Perasaan aneh mulai menyeruak saat tubuhku tak lagi menapak pada bumi. Seperti menaiki wahana pemacu adrenalin, aku merasa bahwa aku bisa jatuh kapan pun. Meskipun Soobin mengapitku dalam lengannya, aku masih memejamkan mata, pura-pura buta. Lebih baik tidak melihat apapun daripada menyaksikan sesuatu yang mengerikan.

Tanganku terkepal dengan tegang di atas dadaku sementara kuletakkan kepalaku pada tubuh Soobin sepenuhnya. Malaikat ini sama sekali tak berbicara. Meskipun ada kehangatan yang datang dari tubuhnya, aku sama sekali tak mendengar detak jantung yang membuatnya hidup. Hidup atau tidak, Soobin bukanlah manusia. Mengetahui satu fakta itu membuatku menahan pusing dan mual saat kami semakin jauh dari bumi.

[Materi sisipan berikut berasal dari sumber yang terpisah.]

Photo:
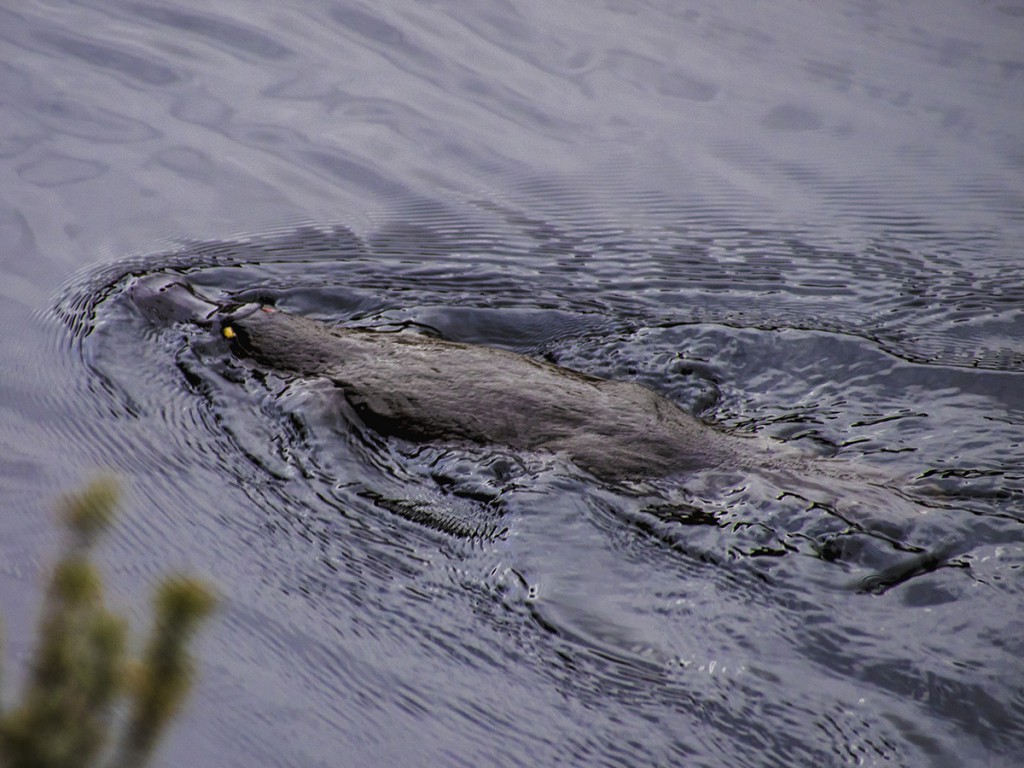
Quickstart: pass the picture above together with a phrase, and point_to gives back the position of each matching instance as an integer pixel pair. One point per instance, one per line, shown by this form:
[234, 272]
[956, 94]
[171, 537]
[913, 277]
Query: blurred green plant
[85, 701]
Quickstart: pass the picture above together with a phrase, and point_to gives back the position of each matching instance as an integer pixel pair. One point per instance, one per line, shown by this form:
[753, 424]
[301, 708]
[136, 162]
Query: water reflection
[799, 221]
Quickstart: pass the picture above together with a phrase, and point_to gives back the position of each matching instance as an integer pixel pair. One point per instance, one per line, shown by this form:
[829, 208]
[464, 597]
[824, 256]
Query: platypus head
[167, 298]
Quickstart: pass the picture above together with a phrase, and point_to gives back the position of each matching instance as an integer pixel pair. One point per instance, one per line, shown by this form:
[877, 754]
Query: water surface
[798, 222]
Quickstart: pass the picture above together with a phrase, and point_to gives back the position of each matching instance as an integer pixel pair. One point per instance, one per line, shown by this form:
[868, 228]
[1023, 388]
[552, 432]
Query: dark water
[802, 221]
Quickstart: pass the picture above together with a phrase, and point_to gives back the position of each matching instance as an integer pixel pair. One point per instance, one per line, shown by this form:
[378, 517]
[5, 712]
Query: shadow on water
[750, 619]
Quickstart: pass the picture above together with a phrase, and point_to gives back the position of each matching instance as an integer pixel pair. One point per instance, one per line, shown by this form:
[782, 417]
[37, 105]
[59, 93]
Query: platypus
[427, 389]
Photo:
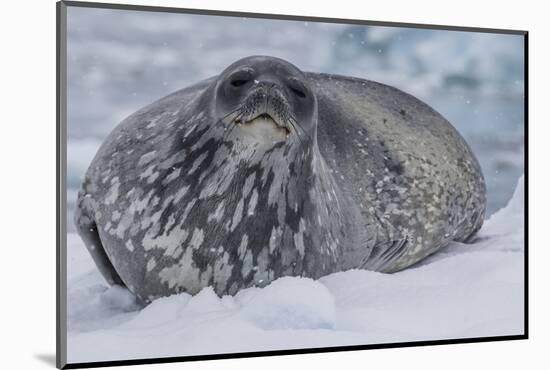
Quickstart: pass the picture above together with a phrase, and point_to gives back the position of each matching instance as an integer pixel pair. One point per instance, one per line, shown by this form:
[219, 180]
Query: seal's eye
[241, 77]
[297, 87]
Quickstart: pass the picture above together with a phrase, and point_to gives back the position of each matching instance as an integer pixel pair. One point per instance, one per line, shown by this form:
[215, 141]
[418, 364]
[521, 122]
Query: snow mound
[464, 290]
[289, 303]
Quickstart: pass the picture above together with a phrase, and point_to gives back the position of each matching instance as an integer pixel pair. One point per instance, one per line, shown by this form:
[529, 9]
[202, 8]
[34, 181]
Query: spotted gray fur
[180, 196]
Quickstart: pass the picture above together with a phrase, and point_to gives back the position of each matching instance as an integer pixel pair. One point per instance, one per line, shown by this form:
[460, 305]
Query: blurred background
[121, 60]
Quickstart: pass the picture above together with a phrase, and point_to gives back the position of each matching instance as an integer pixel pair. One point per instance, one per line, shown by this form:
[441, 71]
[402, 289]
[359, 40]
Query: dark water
[119, 61]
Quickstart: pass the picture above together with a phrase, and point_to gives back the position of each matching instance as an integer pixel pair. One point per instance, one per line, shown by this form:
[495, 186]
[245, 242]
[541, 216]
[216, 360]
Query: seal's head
[266, 99]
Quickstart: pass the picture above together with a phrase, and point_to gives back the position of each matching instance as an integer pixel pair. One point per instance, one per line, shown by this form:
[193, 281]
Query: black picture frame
[61, 162]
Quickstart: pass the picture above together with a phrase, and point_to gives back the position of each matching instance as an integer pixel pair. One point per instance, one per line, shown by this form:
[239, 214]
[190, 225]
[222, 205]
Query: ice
[464, 290]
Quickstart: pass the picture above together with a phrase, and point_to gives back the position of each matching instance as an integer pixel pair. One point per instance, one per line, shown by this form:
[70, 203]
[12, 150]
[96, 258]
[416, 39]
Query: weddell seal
[266, 171]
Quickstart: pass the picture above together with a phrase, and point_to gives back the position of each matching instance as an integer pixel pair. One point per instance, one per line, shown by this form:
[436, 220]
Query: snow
[465, 290]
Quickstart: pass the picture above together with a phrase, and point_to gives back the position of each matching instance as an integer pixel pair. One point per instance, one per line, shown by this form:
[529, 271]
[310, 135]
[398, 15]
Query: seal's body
[266, 171]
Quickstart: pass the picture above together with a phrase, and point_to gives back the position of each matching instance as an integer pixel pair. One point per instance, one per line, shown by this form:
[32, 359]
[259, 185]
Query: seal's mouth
[264, 120]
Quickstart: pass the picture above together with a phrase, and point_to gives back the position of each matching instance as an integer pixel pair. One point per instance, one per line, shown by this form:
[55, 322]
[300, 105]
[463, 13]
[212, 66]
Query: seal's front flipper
[87, 229]
[384, 255]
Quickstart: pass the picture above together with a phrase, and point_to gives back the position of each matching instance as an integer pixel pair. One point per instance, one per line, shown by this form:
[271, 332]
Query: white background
[27, 209]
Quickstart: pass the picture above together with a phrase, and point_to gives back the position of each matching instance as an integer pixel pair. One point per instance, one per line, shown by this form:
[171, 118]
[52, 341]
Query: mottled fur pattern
[177, 198]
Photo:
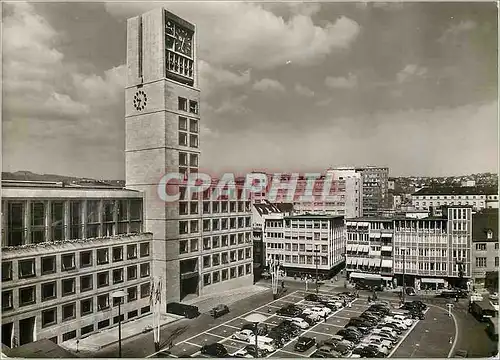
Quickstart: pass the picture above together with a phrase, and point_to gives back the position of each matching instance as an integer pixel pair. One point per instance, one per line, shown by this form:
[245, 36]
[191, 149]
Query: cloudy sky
[285, 86]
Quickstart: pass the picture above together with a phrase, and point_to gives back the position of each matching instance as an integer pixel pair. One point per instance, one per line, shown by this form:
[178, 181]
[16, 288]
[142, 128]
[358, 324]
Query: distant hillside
[30, 176]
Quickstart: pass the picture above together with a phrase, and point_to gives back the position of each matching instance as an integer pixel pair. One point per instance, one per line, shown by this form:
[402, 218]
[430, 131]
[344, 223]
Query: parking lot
[321, 331]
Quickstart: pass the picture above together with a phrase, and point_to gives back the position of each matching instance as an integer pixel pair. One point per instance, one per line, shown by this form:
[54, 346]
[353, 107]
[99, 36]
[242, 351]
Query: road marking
[291, 353]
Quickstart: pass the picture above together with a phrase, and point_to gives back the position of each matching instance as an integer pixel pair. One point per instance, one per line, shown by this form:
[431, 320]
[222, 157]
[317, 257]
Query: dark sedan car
[304, 344]
[219, 310]
[215, 350]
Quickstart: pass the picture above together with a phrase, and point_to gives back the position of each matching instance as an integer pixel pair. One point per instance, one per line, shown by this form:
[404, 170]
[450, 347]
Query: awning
[432, 281]
[386, 263]
[365, 276]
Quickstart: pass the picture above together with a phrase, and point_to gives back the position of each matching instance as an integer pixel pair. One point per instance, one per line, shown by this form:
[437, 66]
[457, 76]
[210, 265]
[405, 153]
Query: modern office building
[477, 197]
[369, 247]
[428, 249]
[304, 243]
[375, 189]
[484, 246]
[65, 250]
[200, 246]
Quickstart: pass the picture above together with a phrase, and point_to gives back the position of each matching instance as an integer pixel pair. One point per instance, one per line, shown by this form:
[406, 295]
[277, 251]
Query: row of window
[27, 295]
[482, 246]
[224, 274]
[481, 262]
[27, 267]
[226, 257]
[26, 221]
[192, 226]
[297, 247]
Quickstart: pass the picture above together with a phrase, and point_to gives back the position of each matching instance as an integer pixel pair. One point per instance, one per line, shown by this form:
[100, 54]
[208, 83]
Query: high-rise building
[375, 189]
[193, 237]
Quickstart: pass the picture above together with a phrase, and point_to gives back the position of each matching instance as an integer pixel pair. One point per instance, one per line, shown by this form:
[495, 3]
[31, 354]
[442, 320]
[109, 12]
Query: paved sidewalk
[207, 302]
[96, 341]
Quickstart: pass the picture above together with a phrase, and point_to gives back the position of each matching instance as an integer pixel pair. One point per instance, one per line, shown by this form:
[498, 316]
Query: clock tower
[162, 136]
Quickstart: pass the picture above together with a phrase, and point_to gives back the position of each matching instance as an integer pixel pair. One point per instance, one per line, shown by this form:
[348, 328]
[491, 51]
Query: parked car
[250, 349]
[243, 335]
[219, 310]
[312, 297]
[189, 311]
[215, 350]
[301, 323]
[304, 344]
[262, 328]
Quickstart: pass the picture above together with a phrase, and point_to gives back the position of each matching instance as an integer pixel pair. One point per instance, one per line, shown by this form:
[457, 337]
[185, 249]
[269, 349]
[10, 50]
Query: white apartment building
[302, 243]
[477, 197]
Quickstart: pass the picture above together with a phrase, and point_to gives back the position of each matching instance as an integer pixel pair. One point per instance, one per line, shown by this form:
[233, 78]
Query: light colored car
[243, 335]
[301, 323]
[407, 321]
[242, 353]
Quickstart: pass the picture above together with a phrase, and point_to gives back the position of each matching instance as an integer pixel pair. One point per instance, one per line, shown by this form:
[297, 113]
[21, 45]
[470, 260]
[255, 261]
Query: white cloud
[241, 33]
[268, 85]
[213, 77]
[349, 82]
[303, 90]
[457, 29]
[411, 72]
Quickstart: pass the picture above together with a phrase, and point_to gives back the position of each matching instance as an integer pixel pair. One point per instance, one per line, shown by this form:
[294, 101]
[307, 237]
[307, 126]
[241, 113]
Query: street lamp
[119, 295]
[316, 251]
[256, 319]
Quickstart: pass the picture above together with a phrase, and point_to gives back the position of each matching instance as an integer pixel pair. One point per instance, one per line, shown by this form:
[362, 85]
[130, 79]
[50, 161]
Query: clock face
[140, 100]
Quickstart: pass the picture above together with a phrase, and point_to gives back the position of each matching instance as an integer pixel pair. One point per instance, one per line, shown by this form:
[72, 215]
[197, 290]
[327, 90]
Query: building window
[206, 279]
[481, 262]
[69, 335]
[49, 291]
[144, 270]
[16, 226]
[48, 265]
[102, 302]
[182, 104]
[102, 279]
[68, 262]
[37, 222]
[58, 225]
[85, 259]
[27, 296]
[6, 270]
[132, 272]
[68, 287]
[93, 219]
[86, 307]
[194, 245]
[27, 268]
[49, 317]
[87, 329]
[132, 294]
[86, 283]
[102, 256]
[69, 311]
[117, 276]
[481, 247]
[7, 300]
[144, 290]
[144, 249]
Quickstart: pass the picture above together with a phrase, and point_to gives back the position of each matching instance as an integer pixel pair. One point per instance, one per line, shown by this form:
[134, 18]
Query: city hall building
[200, 246]
[65, 250]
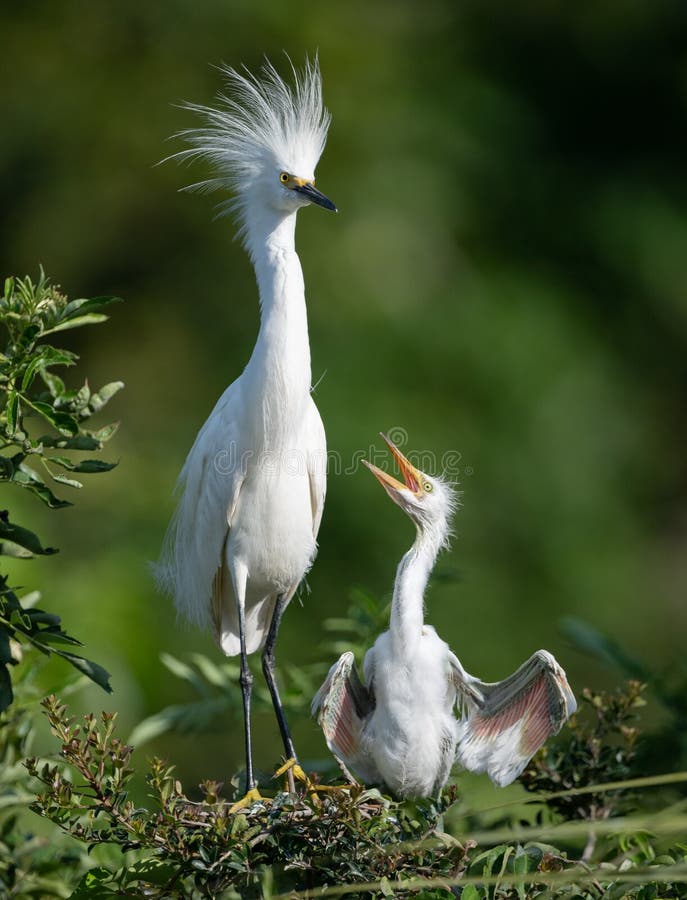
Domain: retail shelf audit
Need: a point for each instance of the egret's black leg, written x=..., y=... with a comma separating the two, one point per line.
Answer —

Soobin mungkin tak bisa merasakannya secara langsung, mungkin pula dia hanya asal bicara untuk membuatku nyaman. Akan tetapi aku bersyukur dia masih menanggapi diriku sebagai manusia.

"Santai saja, aku tidak akan membiarkanmu terjatuh." Dia hanya mengucapkan kalimat itu dengan tegas seperti biasanya. "Atau kau ingin kujatuhkan agar kau bebas dari segala beban duniawimu?" Pertanyaan bak pilihan itu diungkapkannya selirih mungkin. "Aku ingin membawamu dengan teleportasi, tetapi kupikir itu adalah pilihan yang buruk. Kita tidak pergi terlalu jauh dan kau akan lebih mual daripada saat ini. Jadi tahan rasa takutmu untuk sejenak. Aku tidak tahu kau punya phobia ketinggian."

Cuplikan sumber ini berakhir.